Monday, June 15, 2009

A window into the Arab moment

Other people are better informed than I am, and have more arabic, and knowledge of the Middle East. I am writing this, then, as a window, having gone looking for what could be found in Second Life. It would be unwise, I think, to draw any conclusions from what I write that are more general, because SL is a very narrow audience, and selected.

But a few words about Arabic speaking people in Second Life. Many come from societies that make it very difficult to get pornography, or to even meet other people of the opposite sex away from layers of supervision. So many come to Second Life for fast cybersex (guys) and many, both young men and women, come to Second Life just be be with other young people of mixed genders. Playing dice is a favorite pass time, though not for money. They use voice much more than Americans do. The times I have watched or participated, there has been a general happy go lucky air to them. The boys are very marriage directed, the girls flirt a great deal, basking in the attention.

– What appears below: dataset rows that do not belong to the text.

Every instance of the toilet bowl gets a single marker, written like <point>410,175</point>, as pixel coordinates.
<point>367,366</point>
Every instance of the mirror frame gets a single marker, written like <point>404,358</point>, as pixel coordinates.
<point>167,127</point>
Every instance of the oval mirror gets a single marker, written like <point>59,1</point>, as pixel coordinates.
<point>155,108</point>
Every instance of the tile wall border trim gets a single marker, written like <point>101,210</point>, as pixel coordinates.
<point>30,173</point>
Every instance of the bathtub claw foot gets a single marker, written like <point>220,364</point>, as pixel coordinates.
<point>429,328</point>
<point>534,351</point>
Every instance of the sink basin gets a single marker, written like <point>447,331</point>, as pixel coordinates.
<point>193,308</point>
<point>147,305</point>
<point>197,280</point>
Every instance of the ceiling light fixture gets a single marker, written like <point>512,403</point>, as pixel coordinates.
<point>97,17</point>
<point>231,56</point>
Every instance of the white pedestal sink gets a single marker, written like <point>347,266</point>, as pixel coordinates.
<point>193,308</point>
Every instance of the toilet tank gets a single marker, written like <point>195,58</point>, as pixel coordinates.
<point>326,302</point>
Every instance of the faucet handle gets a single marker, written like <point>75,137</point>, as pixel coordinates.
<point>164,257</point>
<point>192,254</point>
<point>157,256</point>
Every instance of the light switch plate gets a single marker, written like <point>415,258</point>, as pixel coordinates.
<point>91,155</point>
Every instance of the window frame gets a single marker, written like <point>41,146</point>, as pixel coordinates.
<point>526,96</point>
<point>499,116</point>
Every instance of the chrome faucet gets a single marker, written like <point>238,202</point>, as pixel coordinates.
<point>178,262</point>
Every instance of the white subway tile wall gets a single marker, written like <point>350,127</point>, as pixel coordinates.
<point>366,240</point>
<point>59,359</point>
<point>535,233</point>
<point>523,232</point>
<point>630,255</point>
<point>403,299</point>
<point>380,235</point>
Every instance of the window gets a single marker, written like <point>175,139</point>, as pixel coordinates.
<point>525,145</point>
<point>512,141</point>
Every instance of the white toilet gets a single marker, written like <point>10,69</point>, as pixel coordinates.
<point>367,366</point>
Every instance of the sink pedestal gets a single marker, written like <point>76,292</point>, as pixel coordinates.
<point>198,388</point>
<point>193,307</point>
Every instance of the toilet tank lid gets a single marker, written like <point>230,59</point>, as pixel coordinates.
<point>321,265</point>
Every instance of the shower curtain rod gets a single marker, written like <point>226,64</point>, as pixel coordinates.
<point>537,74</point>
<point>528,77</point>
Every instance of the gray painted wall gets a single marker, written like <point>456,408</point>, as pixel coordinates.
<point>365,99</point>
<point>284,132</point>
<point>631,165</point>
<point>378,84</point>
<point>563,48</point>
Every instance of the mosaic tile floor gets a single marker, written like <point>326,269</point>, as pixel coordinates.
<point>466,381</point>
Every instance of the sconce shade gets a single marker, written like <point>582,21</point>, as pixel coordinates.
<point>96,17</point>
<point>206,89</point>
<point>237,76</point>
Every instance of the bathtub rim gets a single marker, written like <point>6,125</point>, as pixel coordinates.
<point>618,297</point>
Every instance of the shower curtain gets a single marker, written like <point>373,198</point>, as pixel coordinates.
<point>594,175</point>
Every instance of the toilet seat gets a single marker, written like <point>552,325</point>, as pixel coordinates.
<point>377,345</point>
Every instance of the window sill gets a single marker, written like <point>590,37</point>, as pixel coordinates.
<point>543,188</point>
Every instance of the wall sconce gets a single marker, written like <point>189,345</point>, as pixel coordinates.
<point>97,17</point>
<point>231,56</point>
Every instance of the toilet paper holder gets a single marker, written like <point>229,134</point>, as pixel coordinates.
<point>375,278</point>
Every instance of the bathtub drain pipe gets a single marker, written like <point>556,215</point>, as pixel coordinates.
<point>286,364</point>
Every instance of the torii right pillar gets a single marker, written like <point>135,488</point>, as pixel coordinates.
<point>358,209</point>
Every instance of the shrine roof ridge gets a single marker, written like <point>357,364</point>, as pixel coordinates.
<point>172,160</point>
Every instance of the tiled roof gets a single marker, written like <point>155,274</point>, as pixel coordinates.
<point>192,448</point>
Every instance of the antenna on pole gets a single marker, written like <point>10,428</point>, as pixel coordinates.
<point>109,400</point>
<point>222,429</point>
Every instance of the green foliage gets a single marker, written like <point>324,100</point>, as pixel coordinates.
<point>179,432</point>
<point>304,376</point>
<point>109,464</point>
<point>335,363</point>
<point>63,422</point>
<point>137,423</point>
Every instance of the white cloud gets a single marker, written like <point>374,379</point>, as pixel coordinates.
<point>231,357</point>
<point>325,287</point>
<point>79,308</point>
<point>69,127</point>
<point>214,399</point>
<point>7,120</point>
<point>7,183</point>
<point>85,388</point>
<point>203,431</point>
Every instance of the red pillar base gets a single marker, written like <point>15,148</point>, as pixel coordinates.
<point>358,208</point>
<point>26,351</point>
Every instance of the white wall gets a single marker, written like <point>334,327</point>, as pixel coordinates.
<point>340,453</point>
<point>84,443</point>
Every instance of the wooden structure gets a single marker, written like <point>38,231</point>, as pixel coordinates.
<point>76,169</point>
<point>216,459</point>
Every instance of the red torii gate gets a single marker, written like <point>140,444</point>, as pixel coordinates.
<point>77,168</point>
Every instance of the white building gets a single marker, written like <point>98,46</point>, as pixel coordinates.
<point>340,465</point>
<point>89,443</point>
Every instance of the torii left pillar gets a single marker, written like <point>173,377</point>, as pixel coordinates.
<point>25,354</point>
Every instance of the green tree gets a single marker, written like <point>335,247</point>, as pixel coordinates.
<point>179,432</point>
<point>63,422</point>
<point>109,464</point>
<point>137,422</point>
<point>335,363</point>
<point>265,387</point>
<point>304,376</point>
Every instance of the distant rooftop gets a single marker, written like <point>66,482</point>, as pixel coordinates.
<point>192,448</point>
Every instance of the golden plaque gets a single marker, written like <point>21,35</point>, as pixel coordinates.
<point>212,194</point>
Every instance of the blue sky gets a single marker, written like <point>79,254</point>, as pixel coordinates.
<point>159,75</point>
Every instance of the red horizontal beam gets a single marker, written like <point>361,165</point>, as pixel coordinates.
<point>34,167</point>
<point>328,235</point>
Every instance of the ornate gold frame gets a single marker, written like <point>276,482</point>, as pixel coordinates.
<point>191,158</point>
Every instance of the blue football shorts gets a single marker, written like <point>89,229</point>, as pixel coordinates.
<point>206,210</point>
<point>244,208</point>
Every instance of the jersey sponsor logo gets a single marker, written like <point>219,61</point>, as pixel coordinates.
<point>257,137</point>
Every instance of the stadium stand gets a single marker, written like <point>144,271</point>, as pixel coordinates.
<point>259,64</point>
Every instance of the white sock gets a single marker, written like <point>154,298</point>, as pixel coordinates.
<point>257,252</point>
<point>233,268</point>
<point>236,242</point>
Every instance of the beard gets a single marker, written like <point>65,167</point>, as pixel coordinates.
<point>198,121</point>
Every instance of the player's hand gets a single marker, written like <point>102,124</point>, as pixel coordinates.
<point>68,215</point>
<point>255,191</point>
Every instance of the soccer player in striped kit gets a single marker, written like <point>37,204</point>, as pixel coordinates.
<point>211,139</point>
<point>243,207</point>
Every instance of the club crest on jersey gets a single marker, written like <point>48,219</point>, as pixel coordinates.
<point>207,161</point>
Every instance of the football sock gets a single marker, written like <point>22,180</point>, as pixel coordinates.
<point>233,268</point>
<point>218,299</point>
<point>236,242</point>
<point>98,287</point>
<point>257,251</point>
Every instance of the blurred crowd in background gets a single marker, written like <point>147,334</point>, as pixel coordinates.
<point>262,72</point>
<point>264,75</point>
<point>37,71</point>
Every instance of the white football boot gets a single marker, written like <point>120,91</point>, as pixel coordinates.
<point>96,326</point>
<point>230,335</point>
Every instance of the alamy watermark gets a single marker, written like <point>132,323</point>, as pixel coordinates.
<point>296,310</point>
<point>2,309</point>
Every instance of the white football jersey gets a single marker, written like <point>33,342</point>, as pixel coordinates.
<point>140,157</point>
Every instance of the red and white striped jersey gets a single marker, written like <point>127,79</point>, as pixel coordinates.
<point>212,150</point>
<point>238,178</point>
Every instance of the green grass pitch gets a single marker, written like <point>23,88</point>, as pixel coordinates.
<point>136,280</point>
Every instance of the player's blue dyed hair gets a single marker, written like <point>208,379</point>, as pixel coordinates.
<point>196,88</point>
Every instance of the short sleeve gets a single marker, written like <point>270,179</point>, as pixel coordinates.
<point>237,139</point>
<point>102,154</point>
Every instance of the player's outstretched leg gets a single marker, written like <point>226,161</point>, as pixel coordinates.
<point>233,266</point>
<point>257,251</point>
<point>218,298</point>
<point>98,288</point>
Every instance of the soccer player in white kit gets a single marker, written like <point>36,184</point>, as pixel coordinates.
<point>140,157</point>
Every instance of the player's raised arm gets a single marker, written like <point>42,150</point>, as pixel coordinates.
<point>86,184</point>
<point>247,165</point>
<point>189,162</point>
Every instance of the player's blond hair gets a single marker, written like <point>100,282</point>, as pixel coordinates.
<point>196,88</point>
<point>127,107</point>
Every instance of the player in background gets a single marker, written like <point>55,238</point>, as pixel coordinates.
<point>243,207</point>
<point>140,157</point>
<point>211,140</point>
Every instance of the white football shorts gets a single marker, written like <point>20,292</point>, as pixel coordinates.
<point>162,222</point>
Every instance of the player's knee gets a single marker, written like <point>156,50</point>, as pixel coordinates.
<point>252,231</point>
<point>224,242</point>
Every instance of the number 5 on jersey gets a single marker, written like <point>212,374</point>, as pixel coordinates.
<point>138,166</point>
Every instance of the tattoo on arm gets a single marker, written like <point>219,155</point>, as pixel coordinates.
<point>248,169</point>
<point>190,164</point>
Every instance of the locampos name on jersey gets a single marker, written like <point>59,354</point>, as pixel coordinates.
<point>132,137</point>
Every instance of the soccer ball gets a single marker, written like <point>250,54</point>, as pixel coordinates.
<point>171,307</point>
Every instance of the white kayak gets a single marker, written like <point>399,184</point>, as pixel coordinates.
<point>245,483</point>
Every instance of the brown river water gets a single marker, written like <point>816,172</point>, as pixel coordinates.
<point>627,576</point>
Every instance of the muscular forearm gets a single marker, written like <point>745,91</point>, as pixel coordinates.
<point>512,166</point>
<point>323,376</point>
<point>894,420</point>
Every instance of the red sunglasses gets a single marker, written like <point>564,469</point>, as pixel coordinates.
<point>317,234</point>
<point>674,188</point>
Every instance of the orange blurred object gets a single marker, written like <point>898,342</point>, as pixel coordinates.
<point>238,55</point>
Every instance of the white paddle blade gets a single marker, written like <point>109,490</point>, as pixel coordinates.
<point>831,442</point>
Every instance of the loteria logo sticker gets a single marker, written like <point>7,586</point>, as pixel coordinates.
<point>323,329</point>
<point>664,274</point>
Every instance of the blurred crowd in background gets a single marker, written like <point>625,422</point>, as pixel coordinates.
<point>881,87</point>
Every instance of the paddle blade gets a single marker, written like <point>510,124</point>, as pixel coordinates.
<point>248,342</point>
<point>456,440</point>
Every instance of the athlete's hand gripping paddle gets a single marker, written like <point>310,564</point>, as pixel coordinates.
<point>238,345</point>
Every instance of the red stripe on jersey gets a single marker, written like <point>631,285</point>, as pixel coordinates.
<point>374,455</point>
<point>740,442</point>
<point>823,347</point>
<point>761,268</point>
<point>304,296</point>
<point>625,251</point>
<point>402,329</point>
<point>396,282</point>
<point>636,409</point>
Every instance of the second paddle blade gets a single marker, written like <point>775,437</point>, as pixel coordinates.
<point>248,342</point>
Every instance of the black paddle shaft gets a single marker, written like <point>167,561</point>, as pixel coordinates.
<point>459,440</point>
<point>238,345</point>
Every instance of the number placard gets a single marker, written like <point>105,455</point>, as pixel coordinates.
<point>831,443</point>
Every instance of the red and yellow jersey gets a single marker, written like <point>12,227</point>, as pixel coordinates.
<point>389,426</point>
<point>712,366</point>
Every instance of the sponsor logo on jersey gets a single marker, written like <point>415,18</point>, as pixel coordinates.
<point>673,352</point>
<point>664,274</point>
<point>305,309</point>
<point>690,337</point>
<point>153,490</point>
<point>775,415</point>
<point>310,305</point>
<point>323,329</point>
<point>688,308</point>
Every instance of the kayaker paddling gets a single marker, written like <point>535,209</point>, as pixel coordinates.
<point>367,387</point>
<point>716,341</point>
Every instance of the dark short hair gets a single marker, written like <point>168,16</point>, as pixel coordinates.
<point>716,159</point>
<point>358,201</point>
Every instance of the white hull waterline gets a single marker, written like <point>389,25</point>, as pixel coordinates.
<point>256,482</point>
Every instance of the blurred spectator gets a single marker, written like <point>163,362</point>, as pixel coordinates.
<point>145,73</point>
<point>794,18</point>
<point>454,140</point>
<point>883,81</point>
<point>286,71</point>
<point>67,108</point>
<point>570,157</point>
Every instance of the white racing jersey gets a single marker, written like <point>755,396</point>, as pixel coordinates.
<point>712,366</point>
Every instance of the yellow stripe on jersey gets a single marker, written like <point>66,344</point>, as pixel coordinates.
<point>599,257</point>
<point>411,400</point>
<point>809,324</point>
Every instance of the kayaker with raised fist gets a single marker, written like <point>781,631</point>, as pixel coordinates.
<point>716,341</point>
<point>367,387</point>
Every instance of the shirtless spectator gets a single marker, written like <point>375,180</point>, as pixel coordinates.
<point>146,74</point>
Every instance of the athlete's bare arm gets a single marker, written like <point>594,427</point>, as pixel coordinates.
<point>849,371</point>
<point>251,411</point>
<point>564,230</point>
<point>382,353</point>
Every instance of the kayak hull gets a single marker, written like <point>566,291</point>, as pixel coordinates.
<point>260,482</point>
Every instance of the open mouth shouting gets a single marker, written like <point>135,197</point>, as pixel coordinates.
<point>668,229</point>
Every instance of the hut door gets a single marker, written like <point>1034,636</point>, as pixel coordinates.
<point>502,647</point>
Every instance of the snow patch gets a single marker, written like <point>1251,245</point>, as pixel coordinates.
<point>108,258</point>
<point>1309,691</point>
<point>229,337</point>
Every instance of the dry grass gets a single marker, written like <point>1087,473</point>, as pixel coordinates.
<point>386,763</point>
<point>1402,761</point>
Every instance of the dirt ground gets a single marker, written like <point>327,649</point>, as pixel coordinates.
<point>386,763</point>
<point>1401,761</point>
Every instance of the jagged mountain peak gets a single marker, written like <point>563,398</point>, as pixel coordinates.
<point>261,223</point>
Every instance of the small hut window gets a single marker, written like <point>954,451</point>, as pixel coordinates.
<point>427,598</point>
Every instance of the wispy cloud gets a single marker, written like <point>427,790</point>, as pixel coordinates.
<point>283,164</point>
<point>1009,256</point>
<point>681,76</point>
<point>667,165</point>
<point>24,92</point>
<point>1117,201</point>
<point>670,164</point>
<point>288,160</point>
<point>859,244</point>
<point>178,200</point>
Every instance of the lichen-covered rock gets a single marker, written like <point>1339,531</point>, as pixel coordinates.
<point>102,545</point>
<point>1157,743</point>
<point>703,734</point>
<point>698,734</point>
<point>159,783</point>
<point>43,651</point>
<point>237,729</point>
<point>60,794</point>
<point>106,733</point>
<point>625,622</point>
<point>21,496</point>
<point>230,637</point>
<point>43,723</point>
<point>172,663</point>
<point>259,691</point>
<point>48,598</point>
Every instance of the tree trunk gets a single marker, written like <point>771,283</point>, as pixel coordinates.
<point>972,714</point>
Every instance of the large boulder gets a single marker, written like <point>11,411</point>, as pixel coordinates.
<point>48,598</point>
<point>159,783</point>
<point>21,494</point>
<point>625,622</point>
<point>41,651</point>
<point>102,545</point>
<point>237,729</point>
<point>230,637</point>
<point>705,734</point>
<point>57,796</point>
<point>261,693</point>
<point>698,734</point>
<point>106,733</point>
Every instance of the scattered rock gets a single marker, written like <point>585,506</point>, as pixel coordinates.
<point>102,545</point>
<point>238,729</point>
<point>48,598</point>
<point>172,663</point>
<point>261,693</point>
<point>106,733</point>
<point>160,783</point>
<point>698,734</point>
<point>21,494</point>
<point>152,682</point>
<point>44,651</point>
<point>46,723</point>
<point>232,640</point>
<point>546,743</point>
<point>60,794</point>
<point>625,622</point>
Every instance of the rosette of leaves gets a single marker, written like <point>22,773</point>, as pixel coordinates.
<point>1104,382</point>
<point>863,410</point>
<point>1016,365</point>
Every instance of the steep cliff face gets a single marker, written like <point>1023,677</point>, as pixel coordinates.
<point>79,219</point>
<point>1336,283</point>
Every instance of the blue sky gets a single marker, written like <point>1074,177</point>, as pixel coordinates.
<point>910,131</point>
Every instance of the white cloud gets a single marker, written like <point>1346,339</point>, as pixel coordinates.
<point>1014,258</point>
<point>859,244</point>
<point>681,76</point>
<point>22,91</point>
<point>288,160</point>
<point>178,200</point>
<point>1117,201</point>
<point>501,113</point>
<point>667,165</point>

They don't represent a cross section of their world, overwhelmingly they come from internet based jobs, or from relatively wealthy families. So what you find out about anything is very much a window into a particular pair of segments. One is all new, forward, future, and very interested in everything in the West. They also tend to be ummmm, sex scrounges. The other is very directed inward, arabic using, not English using, conservative in morals. A good way of thinking of it is that for the first group, being from America makes them very interested in you, and "wanna have fun?" is a prelude to cybersex, while for the second "wanna have fun?" means talk and play dice, but they are looking for a nice arab girl.

This being said, the Iranian election has not rippled through the consciousness of the second group. The topics of the day are the same as every day. Meeting people, laughing, playing dice, the weather, the food, their own dreams. Iran, is not in their world. One young man even laughed about it. 

I am drawing no conclusions, this is not news, in a day when events are moving very swiftly in Iran, and Americans recognize a revolutionary moment, a discontent of the young, a search for change, it should be remembered that not all of the Islamic world, which is different from the Arabic world, looks at these things in the same way. For them today is not a symbol of coming change, or much of anything, but another day to flirt and play dice. The Iranian Election is something else, somewhere else. If anything there is a sort of attitude that Iran is a rival, and that the failure of Iran's Democracy weakens a rival. The Shi'a Sunni split, the Arabic Persian split, reveal a fault that runs deep. "Maybe they cause less trouble." 

For the young internet crowd, many come from Egypt, and getting msn to cam is a bigger priority than talking about Iran. After that came the Egypt-Brazil football match. 

This is a moment for Iran, and for young Americans, in that I think we see our own discontent in that which is going on in Iran. But it is not this way for everyone everywhere.